About the Talk
The Industrial Revolution can be characterised as an acceleration in rates of annual economic growth of income per capita from essentially zero up to the mid 17th century to around 1.8 per cent by the 20th century. It cannot readily be explained if knowledge is treated as a private or as a public good. We have previously shown that science can be considered as a novel good, namely a contribution good, which is a non-depletable good jointly available to those who have contributed to its creation. Here we suggest the Industrial Revolution can be modelled using a contribution good framework, characterised by the mutual contribution of knowledge by commercial competitors.
About the Speakers:
Terence Kealey is a professor of clinical biochemistry at the University of Buckingham in the United Kingdom, where he served as vice chancellor until 2014. As a clinical biochemist Dr. Kealey studied human experimental dermatology. He published around 45 original peer-reviewed papers and around 35 scientific reviews, also peer-reviewed. In 1996 he published his first book, The Economic Laws of Scientific Research, where he argued that, contrary to the conventional wisdom, governments need not fund science. His second book, Sex, Science and Profits (2008) argues that science is not a public good but, rather, is organized in invisible colleges, thereby making government funding irrelevant. Professor Kealey trained initially in medicine at Bart’s Hospital Medical School, London. He studied for his doctorate at Oxford University, where he worked first as a Medical Research Council Training Fellow and then as a Wellcome Senior Research Fellow in Clinical Science.

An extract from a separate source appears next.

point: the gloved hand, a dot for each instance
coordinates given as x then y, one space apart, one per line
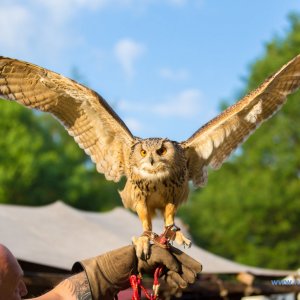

Martin Ricketts is Professor of Economic Organisation at the University. He graduated from the University of Newcastle Upon Tyne (1970) and has a DPhil from the University of York (1980). He has published in professional journals on the theory of the firm, aspects of public finance, the new institutional economics and housing policy. He has been on the academic staff of the University of Buckingham since 1977 and has held a number of visiting posts abroad, notably Visiting Professor at the Virginia Polytechnic and State University (VPI) in the USA, and has lectured widely in other countries. He is a Fellow of the Royal Society of Arts Manufactures and Commerce and was an Honorary Professor at Heriot-Watt University (1996-2006). He was Economic Director of the National Economic Development Office (UK) 1991-1992; Dean of the School of Business at the University of Buckingham (1993-1997) and Dean of Humanities (2001-2014).